Como suele ser habitual en el Sant Jordi, largas colas para la entrada, y en el interior un escenario desnudo sin accesorios de ningún tipo con un telón blanco al fondo --como la portada de su último álbum Suck it and See--.
Miles Kane ofrecieron un concierto muy entretenido que gozó de un sonido más que aceptable y divirtieron en los 40 minutos que estuvieron sobre las tablas. En verano volverán en el marco del FIB.
Los británicos Arctic Monkeys iniciaron su concierto con la pegadiza Don't sit down 'cause I've moved your chair, con ese aire western del inicio, para dar paso a la no menos saltarina Teddy Picker.
El centro de atención del grupo es el vocalista y guitarrista Alex Turner --con nuevo look tupeliano--, pero eso no debe menoscabar el trabajo sobrio del resto de componentes, sobre todo de un hiperactivo Matt Helders a la batería.

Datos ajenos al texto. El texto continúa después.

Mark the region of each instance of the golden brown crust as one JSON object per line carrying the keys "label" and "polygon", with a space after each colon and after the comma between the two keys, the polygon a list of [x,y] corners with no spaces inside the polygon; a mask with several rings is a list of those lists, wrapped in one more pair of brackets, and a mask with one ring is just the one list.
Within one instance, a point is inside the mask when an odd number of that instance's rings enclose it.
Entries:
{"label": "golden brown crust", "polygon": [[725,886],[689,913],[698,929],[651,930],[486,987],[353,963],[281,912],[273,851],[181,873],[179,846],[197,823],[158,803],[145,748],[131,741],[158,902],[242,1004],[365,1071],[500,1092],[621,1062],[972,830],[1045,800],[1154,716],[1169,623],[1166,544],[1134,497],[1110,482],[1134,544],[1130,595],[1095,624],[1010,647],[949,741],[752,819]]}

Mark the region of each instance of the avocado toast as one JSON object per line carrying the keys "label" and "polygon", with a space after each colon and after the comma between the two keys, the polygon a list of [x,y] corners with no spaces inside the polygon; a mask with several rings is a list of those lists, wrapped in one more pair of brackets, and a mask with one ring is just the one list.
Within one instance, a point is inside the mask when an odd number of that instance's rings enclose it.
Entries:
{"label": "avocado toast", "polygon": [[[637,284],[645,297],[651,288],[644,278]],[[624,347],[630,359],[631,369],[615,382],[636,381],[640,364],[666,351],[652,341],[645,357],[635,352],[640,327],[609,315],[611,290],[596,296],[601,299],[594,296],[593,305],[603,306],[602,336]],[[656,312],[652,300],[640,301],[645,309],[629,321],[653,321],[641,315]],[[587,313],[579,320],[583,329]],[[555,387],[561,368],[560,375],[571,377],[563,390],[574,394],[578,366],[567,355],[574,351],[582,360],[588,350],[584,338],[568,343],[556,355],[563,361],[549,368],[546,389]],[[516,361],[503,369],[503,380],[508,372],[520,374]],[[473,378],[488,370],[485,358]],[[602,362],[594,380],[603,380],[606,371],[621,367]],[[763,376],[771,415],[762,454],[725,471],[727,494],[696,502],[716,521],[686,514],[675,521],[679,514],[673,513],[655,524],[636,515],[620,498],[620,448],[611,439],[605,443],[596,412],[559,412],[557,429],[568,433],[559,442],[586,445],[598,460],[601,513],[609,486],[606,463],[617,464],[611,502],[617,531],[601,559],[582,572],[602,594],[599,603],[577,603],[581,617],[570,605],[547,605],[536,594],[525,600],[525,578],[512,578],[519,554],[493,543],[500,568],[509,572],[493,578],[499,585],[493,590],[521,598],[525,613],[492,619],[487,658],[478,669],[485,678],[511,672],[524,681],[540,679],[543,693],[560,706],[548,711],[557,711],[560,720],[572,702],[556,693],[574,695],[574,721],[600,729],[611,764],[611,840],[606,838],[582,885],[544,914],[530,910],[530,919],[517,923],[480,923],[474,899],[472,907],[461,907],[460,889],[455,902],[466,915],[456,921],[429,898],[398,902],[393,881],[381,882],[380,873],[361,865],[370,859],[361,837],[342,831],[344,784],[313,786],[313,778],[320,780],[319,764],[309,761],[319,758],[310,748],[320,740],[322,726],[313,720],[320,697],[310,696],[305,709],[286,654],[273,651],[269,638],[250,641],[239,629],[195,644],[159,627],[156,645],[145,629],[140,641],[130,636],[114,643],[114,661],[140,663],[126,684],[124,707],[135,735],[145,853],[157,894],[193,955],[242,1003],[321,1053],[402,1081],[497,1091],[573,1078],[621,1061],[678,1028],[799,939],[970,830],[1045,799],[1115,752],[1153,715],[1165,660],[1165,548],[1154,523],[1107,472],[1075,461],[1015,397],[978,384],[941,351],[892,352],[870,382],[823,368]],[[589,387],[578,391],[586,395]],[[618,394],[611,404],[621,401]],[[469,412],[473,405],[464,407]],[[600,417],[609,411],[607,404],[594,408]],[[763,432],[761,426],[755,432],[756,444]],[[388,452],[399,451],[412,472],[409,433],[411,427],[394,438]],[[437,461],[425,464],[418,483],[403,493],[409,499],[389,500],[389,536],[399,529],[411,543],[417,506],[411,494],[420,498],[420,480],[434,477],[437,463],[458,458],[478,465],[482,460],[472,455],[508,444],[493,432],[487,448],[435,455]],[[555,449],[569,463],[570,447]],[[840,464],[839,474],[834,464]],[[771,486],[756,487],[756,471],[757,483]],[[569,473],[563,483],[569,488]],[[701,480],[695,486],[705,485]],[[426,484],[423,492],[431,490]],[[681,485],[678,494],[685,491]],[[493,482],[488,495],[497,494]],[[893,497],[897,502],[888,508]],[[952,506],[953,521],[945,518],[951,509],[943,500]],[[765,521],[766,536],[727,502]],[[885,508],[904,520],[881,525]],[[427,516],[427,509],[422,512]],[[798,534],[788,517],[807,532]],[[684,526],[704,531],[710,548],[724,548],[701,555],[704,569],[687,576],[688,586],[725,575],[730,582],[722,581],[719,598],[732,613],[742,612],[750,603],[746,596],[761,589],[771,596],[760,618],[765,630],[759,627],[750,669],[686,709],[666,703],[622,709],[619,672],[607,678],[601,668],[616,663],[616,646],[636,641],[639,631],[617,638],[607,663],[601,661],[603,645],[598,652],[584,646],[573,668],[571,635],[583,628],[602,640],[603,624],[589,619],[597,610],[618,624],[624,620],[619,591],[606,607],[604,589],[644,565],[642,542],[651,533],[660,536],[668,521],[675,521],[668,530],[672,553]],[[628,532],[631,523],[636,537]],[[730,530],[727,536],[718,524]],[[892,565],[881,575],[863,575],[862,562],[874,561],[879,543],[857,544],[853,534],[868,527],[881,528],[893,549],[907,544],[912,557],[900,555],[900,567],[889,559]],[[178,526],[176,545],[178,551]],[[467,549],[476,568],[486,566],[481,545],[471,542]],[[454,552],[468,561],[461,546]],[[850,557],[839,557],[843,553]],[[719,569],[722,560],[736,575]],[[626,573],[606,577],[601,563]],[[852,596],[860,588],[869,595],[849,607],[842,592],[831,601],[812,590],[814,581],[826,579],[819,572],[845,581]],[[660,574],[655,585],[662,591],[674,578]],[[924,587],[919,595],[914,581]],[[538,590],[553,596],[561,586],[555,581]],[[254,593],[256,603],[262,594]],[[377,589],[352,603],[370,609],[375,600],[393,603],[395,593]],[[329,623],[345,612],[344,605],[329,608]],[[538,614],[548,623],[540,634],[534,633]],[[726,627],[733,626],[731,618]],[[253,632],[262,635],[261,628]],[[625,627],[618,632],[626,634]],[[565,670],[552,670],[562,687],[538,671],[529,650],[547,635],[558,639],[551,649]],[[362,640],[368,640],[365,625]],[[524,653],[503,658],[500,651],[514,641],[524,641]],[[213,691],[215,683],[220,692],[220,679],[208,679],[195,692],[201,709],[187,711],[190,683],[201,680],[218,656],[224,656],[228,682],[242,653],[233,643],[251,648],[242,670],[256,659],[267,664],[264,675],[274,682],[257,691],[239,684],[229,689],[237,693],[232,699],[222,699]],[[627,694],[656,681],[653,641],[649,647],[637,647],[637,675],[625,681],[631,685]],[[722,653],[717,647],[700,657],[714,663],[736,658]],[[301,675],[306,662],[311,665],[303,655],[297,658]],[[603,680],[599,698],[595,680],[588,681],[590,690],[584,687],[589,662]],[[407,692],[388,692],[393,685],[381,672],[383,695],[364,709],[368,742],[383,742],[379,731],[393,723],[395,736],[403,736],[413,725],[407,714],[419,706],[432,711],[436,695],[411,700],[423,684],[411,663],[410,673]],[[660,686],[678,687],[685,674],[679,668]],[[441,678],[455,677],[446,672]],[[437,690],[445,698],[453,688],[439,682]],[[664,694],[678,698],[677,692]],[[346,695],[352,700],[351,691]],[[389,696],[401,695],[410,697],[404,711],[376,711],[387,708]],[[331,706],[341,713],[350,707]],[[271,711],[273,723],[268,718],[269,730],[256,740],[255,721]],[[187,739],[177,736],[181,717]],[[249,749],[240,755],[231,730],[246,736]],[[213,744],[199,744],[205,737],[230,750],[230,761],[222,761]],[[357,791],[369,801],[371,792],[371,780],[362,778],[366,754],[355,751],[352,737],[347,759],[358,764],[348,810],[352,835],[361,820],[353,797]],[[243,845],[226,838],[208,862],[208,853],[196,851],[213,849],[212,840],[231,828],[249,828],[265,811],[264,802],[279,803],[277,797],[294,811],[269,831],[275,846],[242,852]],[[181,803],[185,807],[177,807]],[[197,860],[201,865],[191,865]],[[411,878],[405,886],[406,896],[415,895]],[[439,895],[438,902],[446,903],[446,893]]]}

Una de las mejores partes del show es la central en la que enlazan tres himnos como son la ruidosa Brianstorm, los temas de su primer álbum The view from the afternoon y I bet you look on the dancefloor, con la nueva Library pictures.
Un buen concierto de uno de los mejores grupos surgidos en los últimos años, pero cuya corta duración --una hora y cuarto-- deja un poso de que no hubiera pasado nada por alargarlo tres o cuatro canciones más.